USA 1947
con Joan Bennett, Michael Redgrave, Anne Revere, Barbara O'Neil
regia di Fritz Lang
L'ereditiera Celia (Cecilia nella versione italiana) in vacanza in Messico, sposa pochi giorni dopo averlo conosciuto, l'architetto Mark Lamphere. L'uomo nasconde quasi tutto il suo passato alla giovane moglie e solo quando arriva alla residenza di famiglia, Celia scopre che Mark è già stato sposato e ha un figlio quasi adolescente; nella magione, guidata dalla sorella Carolina, altra figura di cui Celia non sospettava l'esistenza, si trova la collezione di Mark: camere in cui sono stati commessi degli omicidi, una stanza però non è visitabile e Celia non resiste alla curiosità di aprirla..
Secondo ed ultimo film della Diana Production Company, la casa di produzione fondata dal regista con l'attrice Joan Bennett, fallita in seguito al flop commerciale di Dietro la porta chiusa, che nonostante gli esisti infausti al botteghino resta sempre un capolavoro di Lang.

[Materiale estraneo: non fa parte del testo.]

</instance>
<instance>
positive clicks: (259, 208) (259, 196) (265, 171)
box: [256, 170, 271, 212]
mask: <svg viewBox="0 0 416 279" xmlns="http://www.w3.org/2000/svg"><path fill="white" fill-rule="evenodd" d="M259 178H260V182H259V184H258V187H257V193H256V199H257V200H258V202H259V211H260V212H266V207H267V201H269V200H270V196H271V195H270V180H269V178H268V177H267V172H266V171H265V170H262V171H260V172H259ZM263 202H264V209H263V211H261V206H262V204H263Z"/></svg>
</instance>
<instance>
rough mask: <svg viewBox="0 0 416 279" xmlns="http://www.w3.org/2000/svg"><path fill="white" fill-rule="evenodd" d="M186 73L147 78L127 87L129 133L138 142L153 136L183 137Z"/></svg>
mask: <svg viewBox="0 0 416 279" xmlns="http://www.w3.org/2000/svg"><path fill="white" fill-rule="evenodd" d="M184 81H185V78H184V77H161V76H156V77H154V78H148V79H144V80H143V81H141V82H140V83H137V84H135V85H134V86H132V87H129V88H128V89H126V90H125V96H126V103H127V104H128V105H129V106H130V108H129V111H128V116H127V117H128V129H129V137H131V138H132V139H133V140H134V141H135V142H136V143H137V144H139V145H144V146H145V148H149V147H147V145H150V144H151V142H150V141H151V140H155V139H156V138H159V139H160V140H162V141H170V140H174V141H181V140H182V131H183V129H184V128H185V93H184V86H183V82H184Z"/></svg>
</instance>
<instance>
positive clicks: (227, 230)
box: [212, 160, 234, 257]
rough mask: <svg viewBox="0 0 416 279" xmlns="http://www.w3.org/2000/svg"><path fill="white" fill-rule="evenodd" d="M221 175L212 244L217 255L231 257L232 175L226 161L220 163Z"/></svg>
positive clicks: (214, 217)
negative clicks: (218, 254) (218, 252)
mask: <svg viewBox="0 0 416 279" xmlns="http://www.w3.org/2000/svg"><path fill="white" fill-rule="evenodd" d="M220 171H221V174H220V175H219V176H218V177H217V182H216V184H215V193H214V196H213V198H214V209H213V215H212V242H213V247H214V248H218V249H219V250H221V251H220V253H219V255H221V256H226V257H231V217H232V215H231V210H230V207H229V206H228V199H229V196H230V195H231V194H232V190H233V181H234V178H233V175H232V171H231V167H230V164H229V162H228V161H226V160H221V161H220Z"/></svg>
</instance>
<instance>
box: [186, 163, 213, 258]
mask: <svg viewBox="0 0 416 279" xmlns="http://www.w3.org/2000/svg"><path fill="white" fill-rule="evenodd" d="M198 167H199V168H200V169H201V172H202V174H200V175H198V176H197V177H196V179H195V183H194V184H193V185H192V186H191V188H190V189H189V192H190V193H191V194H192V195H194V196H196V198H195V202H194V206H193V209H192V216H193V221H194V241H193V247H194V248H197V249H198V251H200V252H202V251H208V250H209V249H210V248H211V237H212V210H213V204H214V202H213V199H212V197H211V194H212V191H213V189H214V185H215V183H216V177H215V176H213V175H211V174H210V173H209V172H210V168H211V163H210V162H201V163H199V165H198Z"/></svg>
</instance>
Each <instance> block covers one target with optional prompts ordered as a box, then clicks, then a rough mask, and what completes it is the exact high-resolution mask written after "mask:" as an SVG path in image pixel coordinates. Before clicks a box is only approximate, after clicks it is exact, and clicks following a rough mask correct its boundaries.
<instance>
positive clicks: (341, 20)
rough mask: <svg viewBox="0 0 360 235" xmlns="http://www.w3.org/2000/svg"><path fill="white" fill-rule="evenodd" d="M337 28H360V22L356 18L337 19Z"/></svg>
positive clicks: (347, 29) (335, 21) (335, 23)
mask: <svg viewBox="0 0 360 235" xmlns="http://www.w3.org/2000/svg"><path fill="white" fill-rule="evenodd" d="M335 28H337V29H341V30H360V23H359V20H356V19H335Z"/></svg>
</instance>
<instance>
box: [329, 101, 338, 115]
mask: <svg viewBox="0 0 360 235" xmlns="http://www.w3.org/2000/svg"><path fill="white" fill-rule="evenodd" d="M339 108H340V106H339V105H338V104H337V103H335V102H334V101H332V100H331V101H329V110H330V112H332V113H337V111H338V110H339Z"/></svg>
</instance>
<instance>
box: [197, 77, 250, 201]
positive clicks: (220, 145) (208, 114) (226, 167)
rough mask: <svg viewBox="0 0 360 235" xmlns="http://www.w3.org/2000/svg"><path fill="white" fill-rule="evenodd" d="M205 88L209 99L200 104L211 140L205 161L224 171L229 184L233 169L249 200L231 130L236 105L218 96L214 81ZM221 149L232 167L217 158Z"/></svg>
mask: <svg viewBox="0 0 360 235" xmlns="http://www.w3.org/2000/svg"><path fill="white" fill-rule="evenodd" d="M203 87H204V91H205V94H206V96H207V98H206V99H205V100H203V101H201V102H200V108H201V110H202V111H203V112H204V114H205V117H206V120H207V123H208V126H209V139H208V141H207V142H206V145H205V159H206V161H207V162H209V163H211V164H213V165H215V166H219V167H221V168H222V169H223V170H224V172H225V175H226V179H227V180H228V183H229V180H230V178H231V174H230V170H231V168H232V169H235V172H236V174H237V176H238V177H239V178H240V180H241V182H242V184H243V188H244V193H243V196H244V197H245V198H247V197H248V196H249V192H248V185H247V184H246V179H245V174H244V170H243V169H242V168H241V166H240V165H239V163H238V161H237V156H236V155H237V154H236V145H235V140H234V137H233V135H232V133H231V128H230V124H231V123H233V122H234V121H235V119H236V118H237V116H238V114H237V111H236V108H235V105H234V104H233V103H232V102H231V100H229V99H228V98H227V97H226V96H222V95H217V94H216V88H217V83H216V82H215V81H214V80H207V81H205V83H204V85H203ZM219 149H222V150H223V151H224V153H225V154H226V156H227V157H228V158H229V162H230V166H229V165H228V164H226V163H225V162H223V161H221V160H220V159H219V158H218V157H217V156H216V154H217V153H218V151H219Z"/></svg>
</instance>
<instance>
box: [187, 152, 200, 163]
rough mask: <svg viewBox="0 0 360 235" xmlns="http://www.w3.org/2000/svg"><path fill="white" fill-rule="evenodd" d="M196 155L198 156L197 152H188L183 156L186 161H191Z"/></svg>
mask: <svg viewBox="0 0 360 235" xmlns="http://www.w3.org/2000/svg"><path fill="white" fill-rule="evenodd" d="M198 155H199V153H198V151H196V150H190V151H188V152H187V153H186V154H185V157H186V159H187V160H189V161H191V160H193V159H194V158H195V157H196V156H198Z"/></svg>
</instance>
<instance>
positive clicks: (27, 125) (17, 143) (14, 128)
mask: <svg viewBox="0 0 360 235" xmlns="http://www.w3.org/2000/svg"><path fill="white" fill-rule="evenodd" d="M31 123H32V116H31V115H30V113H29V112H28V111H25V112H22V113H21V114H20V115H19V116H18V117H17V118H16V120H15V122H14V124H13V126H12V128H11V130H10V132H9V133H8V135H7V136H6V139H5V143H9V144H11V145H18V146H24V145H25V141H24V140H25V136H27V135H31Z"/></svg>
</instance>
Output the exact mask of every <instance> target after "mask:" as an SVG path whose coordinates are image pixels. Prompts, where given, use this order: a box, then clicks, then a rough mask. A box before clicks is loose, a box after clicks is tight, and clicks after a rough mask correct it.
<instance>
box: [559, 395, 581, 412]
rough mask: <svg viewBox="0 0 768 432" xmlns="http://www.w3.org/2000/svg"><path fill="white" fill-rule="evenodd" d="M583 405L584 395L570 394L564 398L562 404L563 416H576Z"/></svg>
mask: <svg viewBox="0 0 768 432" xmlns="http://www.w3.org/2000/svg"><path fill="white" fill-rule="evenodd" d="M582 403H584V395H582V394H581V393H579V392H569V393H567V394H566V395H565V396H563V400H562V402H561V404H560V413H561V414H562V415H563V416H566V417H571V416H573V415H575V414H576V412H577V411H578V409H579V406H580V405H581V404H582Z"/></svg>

Forse oggi sembreranno superate le spiegazioni psicanalitiche delle pulsioni omicide di Mark, dominato da un desiderio frustrato per la madre e dalla presenza di troppe figure femminili nella sua vita; di certo resta il capolavoro tecnico dell'uso del bianco e nero: se per il protagonista l'architettura rappresenta una via di sfogo alla sua fantasia malata tanto da definire “camere felici” le stanze dove si svolgono gli omicidi usando felice nel significato secondario di “adatto allo scopo”, l'uso delle ombre nella pellicola supera le valenze espressioniste e disegna una nuova architettura degli ambienti, sottolineando i toni angoscianti del buio: ci sono addirittura due momenti in cui la pellicola va a nero e immagino che vedere la pellicola in sala con il buio che avvolge totalmente lo spettatore nei momenti più drammatici non sia solo un espediente emozionante ma rafforzi anche il senso d'immedesimazione con il punto di vista del protagonista già indicato dal grande uso di soggettive.
Solitamente è la vicenda o le fantasie di Celia con cui lo spettatore è portato ad immedesimarsi, ascoltando il flusso dei suoi pensieri grazie alla voce off, ma dopo la presunta morte della protagonista lo stesso procedimento è riservato a Mark e ai suoi sensi di colpa nella scena onirica del processo.